Conidiophores were usually straight to slightly flexuose, arising as erect branches from prostrate hyphae, often constricted at the junction of the hyphae, almost single, rarely branched, variable in length up to 300 µm long and (5.5~) 8.1 (~10.5) µm in diameter. Conidia produced from apical, inflated conidiogenous vesicles that bear denticles to produce conidia on the top. Vesicles were (5.5~) 11.6 (~17.0) µm in diameter and denticles were 1.0~2.0 µm long (Table 2, Fig. 2G~2J).
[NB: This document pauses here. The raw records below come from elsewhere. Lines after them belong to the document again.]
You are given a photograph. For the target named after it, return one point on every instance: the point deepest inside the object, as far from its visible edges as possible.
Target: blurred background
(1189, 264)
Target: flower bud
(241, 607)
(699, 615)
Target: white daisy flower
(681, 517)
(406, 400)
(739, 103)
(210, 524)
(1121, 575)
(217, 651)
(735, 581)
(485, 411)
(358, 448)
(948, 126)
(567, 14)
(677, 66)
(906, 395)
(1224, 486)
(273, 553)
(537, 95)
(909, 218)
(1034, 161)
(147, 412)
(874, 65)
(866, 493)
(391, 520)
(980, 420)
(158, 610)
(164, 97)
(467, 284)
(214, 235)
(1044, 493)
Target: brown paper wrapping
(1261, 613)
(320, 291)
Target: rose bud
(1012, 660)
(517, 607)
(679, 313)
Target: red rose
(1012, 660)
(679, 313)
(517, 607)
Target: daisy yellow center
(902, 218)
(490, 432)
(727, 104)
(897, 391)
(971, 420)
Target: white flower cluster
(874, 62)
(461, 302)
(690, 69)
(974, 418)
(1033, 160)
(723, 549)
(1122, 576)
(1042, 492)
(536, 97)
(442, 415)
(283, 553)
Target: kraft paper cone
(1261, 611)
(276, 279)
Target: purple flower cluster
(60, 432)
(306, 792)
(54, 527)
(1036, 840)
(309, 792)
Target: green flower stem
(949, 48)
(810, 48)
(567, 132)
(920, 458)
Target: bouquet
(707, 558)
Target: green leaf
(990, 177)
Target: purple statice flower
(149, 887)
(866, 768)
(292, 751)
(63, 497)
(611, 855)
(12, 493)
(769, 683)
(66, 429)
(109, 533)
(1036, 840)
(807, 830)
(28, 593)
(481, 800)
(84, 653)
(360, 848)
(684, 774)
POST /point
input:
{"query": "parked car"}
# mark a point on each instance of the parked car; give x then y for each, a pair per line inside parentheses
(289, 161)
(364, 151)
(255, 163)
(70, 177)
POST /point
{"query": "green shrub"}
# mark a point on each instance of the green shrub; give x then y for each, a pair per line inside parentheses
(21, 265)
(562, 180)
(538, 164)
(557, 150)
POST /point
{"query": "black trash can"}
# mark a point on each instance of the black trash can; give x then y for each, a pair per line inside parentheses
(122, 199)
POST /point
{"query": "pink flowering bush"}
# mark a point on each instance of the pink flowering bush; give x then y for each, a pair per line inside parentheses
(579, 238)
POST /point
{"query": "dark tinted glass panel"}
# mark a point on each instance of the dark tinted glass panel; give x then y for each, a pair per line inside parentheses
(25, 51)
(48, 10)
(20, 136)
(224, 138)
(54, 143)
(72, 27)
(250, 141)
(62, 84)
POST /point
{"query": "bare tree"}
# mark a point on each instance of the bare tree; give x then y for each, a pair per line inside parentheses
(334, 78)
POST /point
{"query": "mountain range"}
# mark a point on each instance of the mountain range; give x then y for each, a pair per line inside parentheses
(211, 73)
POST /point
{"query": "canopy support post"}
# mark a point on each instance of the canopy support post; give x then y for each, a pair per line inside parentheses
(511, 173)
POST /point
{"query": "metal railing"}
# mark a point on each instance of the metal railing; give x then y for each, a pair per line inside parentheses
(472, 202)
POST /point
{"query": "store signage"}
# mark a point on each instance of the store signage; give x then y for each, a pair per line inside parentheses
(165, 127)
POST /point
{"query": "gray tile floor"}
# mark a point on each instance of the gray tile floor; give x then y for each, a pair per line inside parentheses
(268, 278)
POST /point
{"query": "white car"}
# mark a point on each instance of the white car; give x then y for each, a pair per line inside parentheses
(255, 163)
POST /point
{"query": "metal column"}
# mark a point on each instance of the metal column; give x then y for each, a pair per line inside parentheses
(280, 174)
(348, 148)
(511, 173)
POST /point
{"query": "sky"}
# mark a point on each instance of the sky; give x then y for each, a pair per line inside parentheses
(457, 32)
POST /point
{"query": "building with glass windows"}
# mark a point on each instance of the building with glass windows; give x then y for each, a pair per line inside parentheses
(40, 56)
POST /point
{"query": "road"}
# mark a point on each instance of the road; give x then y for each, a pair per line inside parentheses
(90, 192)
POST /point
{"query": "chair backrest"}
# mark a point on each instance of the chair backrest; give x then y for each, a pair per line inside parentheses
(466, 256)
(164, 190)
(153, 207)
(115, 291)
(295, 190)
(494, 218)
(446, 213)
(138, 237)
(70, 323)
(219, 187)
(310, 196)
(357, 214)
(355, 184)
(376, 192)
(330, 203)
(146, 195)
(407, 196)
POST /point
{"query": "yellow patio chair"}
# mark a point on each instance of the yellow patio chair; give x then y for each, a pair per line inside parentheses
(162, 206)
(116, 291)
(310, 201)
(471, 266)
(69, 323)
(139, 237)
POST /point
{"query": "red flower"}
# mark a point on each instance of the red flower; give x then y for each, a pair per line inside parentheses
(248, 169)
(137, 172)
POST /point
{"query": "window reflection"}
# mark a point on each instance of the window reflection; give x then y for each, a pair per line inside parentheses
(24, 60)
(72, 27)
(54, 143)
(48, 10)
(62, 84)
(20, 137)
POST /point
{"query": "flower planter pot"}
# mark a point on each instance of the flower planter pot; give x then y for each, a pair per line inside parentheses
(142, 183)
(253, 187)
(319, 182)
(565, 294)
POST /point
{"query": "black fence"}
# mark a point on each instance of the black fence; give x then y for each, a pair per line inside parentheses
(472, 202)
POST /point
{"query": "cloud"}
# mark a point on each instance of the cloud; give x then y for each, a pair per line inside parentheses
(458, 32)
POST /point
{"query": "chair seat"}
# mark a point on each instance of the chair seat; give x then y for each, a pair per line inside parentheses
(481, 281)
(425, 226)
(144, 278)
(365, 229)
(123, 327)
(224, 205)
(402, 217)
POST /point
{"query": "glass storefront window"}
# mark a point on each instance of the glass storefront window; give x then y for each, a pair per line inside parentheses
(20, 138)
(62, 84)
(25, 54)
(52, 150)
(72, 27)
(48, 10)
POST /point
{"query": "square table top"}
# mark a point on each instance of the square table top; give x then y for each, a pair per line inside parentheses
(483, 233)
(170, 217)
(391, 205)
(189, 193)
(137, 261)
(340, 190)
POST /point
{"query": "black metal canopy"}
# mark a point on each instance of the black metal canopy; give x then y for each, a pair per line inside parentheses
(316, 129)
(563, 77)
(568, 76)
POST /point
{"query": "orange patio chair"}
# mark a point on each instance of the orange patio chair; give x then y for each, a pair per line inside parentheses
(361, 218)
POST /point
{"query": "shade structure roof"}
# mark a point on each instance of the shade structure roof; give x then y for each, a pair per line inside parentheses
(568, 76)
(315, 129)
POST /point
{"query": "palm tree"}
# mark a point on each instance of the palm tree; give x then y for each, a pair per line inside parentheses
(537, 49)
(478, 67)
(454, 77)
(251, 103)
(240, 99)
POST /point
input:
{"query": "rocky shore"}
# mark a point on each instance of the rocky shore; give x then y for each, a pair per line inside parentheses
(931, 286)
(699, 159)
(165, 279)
Conidia varied in size and shape, abundant, ovoid, globose to subglobose, sometimes pyriform, single celled and smooth-walled and (4.0~) 7.8 (~11.5) × (2.0~) 4.2 (~7.0) µm in size (Table 2, Fig. 2J and 2K). These morphological characteristic matched well with the previous descriptions of Heterobasidion araucariae [15, 18].

Isolate examined

On roots of chili pepper; CNU081069.

Hosts and distribution

Recorded on Araucariaceae [(Agathis australis (D. Don) Lindley from, A. vitiensis (Seem.) Benth. & Hook. f. ex Drake, Araucaria bidwillii Hook., A. cunninghamii Aiton ex Don) and Pinaceae (Pinus kesiya Royle ex Gordon, P. patula Schlecht. & Cham., P. taeda L.)], on stumps or dead standing and fallen wood, rarely on living wood, as endophytic fungi in chili pepper roots. This fungus is distributed in Australia, Fiji, Japan, Korea, New Zeland, Papua New Guinea, Sweden and the USA.

Table 1

Isolates of Heterobasidion used in this study for phylogenetic analyses

ITS, internal transcribed spacer; TEF, translation elongation factor.